BBC Online published some of my comments as part of a montage interview about the Philippine political situation. Fellow BUKAS advocate Fatima Lasay also has her comments in the same article.
My comments came out in edited form. I'm generally happy with the result, the only minor beef being omitted text in my comments about Mindanao. Anyway, here are the reporter's questions and my answers I submitted them. (I have highlighted the omitted text on Mindanao.)
Are you going to vote in the elections?
Unfortunately, no. I'm currently in another part of the country, away from the Davao precinct where I am registered. That said, there's little incentive to vote for the local positions as the incumbent mayor Rodrigo Duterte (and his vice-mayoral candidate, daughter Inday Sara Duterte) are virtually running uncontested.
What, in your opinion, are the main problems that need to be addressed in the Philippines?
Corruption, in my opinion, is the key issue as many problems are tied to it.
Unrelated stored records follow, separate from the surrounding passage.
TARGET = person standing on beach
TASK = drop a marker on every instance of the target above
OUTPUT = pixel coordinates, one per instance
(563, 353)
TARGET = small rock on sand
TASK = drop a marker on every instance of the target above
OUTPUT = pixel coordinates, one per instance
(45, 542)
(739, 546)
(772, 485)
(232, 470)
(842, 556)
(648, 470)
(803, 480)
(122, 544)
It happens at many different levels: on the national level, we have scams like the Fertilizer Fund fiasco that continue to go uninvestigated; on the local level, the perception is that projects tend to be padded by 20% in order to line the pockets of politicians.
The end result is that services do not go where they ought, e.g., poverty alleviation, education, and health care. Accountability is practically non-existent And you have situations where local pols use any means necessary to cling to power, including violence and subversion of existing structures.
What needs to be done for the problems to be fixed?
Oh, if only we had the answers! Each Filipino seems to have his own recipe. The best I can do is give mine:
We need a government with the political will and the strong moral compass to pursue a program of ruthless accountability. But as it is, it's very hard to effect. Too many compromises have been made, too many debts have been incurred so that it's all a tangled mass of relationships.
We are looking for alternative solutions: federalism is an idea that's been around for a while and gets resurrected from time to time. The intention is to reduce dependence on a central government. Formal federalism by itself will be very hard to achieve, given the inertia of the leaders and the inescapable opposition that arises from any idea. But at least some semblance of it begins to emerge as a few local governments attempt self-reliance.
Ultimately, what may change these structures is the Overseas Foreign Worker, migrant Filipinos who work abroad and send money home. With this new affluence comes some degree of independence of thinking. The people at home no longer rely so much on their leaders to chart the direction of the community, but begin asserting their own opinions. What the long-term effect of this will be, only time will tell.
Do you have faith in politicians? Who has the answers?
Actually very little, but that answer does need to be qualified. There are a number of good people out there who are trying to change the system. One good example would be the Kapatiran ("Brotherhood") party, quite possibly the only party to offer a concretely articulated platform of government. It's quite unlikely that they'll win because they have neither the machinery nor the name-recall that is essential in winning Philippine elections, but I do appreciate the honesty that they're bringing to the table.
For the most part, though, politicians fall into the category which we call "trapo" (dishrag) -- an abbreviation of "traditional politician." They come from established political families, usually dominate a particular area.
Will these elections change anything?
In terms of a drastic improvement in the situation, no. The Philippines is still very much an evolving democracy, but changes tend to be gradual.
What will be interesting to see will be whether the Opposition does win a majority in the Senate and in the Lower House. Impeachment has been a constant spectre on the Arroyo government, in large part due to the election scandal of 2004 and other unanswered questions. In the past, these attempts have been quashed by sheer force of numbers. If there is a shift in the balance, the results could be very interesting indeed.
There is one change that I am hoping for. If the COMELEC can muster a clean and honest election, with quick results and speedy and definitive resolutions to protest, that would be a major achievement. As it is, the COMELEC has a tarnished reputation because of the 2004 scandal, and they haven't done themselves any favors by their lack of transparency in the run-up to May 14. But one can hope.
And last questions, since you live in Mindanao - what are your experiences of the recent violence? How can the problem of Islamic insurgency be tackled?
Violence is actually localized to specific areas, and does not engulf the whole of Mindanao. But I suppose news reports have a way of compressing a large area into bite-sized conceptual chunks. Davao, where I live, is actually quite peaceful. In all honesty, I feel safer in Davao than I do in Manila.
I think the idea of the "Islamic insurgency" bears some re-thinking, too. To be sure, there are hard core groups driven by dreams of separate Islamic state, but I would think these are actually few in number, with little chance of achieving that goal.
Within the troubled areas, the difficulties do not stem so much from religion as from other factors such as poverty, disenfranchisement, even local politics. The fact that they are Muslim just happens to be incidental. It just also happens that many Filipinos are looking for that sense of identity and the religious divide provides an easy categorization.